Zombies have really become an intricate part of pop and film culture, even going so far as to become part of our daily lives at times. How many of you have woken up in the morning, groggy and hung over as all get out, wondering when George Romero will hold an audition for another zombie movie so you can give it a shot? How do you explain some of the co-workers at your workplace? And what is there to say about the idiotic teenager at Blockbuster Video with eyes partially closed, trying so hard not to trip over himself? They could be everywhere.
At the hospital in “Graveyard Alive”, they’re not from the graveyard, but first arrive by way of a woodcutter who was bitten by an unseen creature that he forced into a box. He arrives at the hospital with an ax firmly implanted in his head, meriting an operation in order to get it out. The doctor handling this operation is Dr. Dox (Karl Gerhardt). He’s just like one of those soap opera doctors who seem to wear the outfit just for show. He’s engaged to Nurse Goodie Tueshuze (Samantha Slan), who wears the hottest nurse outfit on the staff, yet refuses Dox’s sexual advances, claiming that it won’t happen until after they’re married.

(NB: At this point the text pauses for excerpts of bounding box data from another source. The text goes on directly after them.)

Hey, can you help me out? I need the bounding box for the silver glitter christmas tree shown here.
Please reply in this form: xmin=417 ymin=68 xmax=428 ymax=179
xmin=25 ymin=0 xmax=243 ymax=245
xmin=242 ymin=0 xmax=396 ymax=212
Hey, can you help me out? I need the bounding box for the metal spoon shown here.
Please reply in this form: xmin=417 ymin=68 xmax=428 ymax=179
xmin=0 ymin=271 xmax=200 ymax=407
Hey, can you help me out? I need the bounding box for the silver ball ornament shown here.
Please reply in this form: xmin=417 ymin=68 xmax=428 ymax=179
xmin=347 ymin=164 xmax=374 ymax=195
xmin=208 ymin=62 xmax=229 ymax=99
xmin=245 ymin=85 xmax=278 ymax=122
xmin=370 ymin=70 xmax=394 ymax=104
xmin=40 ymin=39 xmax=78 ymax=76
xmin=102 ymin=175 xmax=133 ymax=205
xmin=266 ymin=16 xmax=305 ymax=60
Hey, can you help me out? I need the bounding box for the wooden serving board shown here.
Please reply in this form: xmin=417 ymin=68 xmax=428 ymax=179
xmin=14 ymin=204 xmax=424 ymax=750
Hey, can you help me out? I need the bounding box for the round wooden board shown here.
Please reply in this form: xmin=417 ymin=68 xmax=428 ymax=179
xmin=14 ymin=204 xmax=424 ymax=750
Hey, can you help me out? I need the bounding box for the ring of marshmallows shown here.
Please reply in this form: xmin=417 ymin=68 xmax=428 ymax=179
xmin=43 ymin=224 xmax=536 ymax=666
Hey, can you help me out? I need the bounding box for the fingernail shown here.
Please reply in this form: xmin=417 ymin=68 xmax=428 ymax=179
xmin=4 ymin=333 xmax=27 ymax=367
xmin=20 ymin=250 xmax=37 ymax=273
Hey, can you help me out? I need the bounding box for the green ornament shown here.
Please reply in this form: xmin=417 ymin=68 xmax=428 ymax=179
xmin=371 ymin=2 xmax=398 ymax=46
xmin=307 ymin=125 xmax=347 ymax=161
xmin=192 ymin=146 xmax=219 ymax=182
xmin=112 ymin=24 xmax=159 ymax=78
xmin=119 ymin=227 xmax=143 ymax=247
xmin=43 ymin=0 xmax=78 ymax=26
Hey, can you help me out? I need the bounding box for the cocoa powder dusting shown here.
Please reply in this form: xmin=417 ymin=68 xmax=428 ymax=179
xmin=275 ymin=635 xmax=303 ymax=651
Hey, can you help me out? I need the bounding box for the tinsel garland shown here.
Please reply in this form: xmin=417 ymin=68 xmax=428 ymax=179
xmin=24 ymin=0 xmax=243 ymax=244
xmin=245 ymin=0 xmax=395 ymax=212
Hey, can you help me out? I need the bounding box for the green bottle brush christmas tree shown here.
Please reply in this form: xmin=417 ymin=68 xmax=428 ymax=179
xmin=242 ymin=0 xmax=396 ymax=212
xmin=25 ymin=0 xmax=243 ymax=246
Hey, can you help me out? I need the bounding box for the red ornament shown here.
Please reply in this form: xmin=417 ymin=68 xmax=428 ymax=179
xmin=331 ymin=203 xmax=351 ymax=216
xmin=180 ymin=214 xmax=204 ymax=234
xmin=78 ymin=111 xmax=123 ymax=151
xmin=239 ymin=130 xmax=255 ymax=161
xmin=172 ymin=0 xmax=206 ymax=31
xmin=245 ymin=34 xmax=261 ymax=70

Our guide into this soap opera-ish, sometimes over-the-top world is Nurse Patsy Powers (Anne Day-Jones), a mousy, ugly duckling type who has a rivalry with Goodie, though Goodie seems to have the upperhand for now. She’s got the standard octagonal glasses and spends every evening in front of the TV, watching an equally cheesy hospital soap opera. It all changes however when she’s taking care of the woodcutter-turned zombie (Goodie certainly won’t do it since she’s grossed out by him), and he bites her. She pulls away quickly, but as in any zombie film, it’s too late.
Soon, she begins to change, losing the glasses and wearing slinkier outfits, and raising the suspicions of the hospital’s maintenance engineer, E.R. Kapotski (Roland Laroche), who used to be a doctor, but lost everything when his wife and two daughters died from a mysterious flesh-eating disease. His new best friend is the bottle, but there’s just something about Patsy that keeps him sober enough to find out if she’s actually a zombie. If so, it’s not good for the hospital. And after Dr. Dox becomes attracted to the new Patsy, Goodie becomes equally wary and even angry at this turn of events. She’s hotter when she’s angry, though.
“Graveyard Alive” was filmed in black-and-white and has a fun B-movie feel to it. You might think you should feel guilty watching it, but everyone involved knows that they’re overdoing it and really revel in that. Dr. Dox sometimes looks like this clueless buffoon, while the rivalry between Goodie and Patsy is like anything you’d find in a bad modern high school movie. But it’s fun! That’s the great thing about “Graveyard Alive”. It even has a narrator at the beginning and end whose ominous voice sounds like one of many hosts on those late-night TV horror screamfests, or whatever glued you to the set when you were a kid. And let’s not forget the bad dubbing too where the dialogue plays, but the actors mouths don’t always move the same way, sometimes even catching up later on. It shows a slight influence from Jacques Tati, among many other influences.
With the intended bad acting, the doctors and nurses who don’t do much of what their profession requires, and a half-decent catfight between nurses (though not as long as I wish it could have been), “Graveyard Alive” is an entertaining, amusing film and (at the risk of being cheesy), you won’t mind it taking a bite out of your time.